It has always been understood that change is inevitable. Many clichés surround the concept of change, including being changed for good, and change that you cannot stop. In the last two years alone, just about everything we touch has changed dramatically. The entire model of how we work, socialize, and behave as consumers has changed. We once went to an office every day; now, we work primarily at home. We once watched movies on DVDs; now, we stream our entertainment on demand.
Change opens vulnerability
We have also changed the way that we pay for goods and services and we are now offered alternatives beyond using our credit cards, such as wallets and instant payments in many of our transactions. Unfortunately, this has also presented opportunities for criminals to capitalize on these shifting behaviors, and digital transformation has made this a more attractive target than ever. Just as we can work remotely, so can cybercriminals. According to one report, 18 million Americans were defrauded through scams involving digital wallets and person-to-person payment apps in 2020.

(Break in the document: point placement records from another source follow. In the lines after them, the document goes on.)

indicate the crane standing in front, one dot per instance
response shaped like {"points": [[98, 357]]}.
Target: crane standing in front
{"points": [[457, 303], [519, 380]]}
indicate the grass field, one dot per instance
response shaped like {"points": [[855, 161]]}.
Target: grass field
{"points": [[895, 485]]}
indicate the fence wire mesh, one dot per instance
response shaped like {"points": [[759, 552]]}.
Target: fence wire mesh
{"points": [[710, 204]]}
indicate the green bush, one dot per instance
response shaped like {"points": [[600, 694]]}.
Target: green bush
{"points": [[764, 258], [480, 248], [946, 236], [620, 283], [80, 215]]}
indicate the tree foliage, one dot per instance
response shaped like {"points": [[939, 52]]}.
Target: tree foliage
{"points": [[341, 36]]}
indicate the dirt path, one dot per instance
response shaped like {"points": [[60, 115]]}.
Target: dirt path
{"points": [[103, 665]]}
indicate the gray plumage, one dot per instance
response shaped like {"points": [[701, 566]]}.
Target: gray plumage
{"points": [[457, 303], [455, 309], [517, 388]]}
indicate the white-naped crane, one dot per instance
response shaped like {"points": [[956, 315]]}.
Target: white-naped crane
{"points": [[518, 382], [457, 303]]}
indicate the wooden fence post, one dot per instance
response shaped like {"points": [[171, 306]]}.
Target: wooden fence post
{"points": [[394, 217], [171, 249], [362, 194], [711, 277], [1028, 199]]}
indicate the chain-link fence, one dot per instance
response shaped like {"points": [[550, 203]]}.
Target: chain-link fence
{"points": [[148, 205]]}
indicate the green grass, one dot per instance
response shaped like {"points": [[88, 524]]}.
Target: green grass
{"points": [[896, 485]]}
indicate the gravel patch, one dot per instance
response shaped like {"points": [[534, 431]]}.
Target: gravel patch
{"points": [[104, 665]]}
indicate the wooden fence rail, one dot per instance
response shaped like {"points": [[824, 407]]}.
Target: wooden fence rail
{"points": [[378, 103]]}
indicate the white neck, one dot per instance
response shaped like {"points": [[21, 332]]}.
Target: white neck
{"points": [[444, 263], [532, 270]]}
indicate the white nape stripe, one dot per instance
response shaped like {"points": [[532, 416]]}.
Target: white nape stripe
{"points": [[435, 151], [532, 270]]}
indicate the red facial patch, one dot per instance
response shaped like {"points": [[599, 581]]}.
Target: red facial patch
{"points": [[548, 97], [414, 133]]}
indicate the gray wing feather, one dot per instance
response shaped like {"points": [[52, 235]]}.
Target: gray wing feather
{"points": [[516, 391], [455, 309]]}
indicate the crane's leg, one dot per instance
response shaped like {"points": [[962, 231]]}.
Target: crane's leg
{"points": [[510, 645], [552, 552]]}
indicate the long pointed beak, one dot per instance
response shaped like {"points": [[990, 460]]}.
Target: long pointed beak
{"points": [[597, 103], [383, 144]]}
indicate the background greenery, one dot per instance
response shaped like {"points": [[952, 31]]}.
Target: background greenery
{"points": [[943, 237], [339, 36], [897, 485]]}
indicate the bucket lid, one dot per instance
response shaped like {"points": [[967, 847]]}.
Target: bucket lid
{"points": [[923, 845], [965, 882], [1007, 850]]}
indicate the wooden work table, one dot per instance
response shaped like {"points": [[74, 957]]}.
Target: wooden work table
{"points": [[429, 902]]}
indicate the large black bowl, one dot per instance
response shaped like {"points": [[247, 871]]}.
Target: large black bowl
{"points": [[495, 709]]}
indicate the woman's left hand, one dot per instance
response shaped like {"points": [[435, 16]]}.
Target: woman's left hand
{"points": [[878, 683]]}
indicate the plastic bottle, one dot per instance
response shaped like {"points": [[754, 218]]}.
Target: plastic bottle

Whilst there’s no doubt alternative payment methods are attractive, we need to look to the credit card ecosystem for lessons learnt and best practice, especially relating to fraud and security. The credit card system as we know it, and its underlying security, has evolved over six decades, making it an arguably safe payment method. All of the mitigations that protect the card payment process were developed over time, but perhaps our haste to embrace the change to new payment methods has occurred with a lack of proper forethought. Have we actually attached the same level of trust to alternative payments because we have grown accustomed to the security afforded to credit cards?
What has been done?
Some of the safeguards used with credit cards, such as standards for handling account data, point-to-point encryption mechanisms, PIN verification, replay attack prevention, and Host Card Emulation, are all helpful and have resulted in a decline in physical payment card fraud. However, most payments are now being transacted remotely, so these safeguards must be applied to the new payment methods.
Alternative payment methods are typically tied to a bank account and a real-time payment network to efficiently and rapidly move money from person-to-person, or person-to-merchant. The problems that remain unaddressed to date include loose and nascent regulations, constant changes that confuse consumers, and the rush to market to release new applications. The niche that the criminals have discovered is that the speed of the real-time payment process allows the money to be extracted and moved along multiple payment destinations before the crime is detected, making it difficult to retrieve the fraudulent transaction. In a more horrifying realization for the victim, the bank is often under no obligation to protect the transaction since the payment was fully “authorized” by the consumer.
Moving Forward
Just as the fraudster lag is decreasing, the security lag is increasing – in other words, the criminals are outpacing the security advancements. Similar to the traditional problems of the Software Development Lifecycle (SDLC), security is not being introduced early enough in the development of these payment applications.
There are several critical ways to move forward in this new payment environment:
- Encryption – The introduction of encryption much earlier in the data capture process, all the way through until it is captured in the database. This would limit any unintentional data exposure.
- Tokenization – while we are all familiar with tokenizing credit card data, this needs to be extended to the instant payment environment. Tokenization could introduce factors such as one-time use, merchant segmentation, and amount restrictions.
- Provisioning – securing the provisioning channels would allow the deployment of limited use credentials, similar to mobile payment systems that Host Card Emulation(HCE) for contactless mobile payments. This would also protect the data if the consumer’s device becomes compromised.
A key to secure provisioning is to also secure the backend processing. This is best accomplished using a Hardware Security Module (HSM). An HSM balances the lack of device security with strengthened backend security. This is the best way to manage the security keys from inception to destruction, as well as the establishment of secure channels.
An HSM removes the responsibility of key management from an individual, enabling people to work unencumbered by old key management processes. It also facilitates compliance, audit tasks, and procedures. Most importantly, an HSM performs cryptography at scale, is tamper-resistant, and protects keys and algorithms.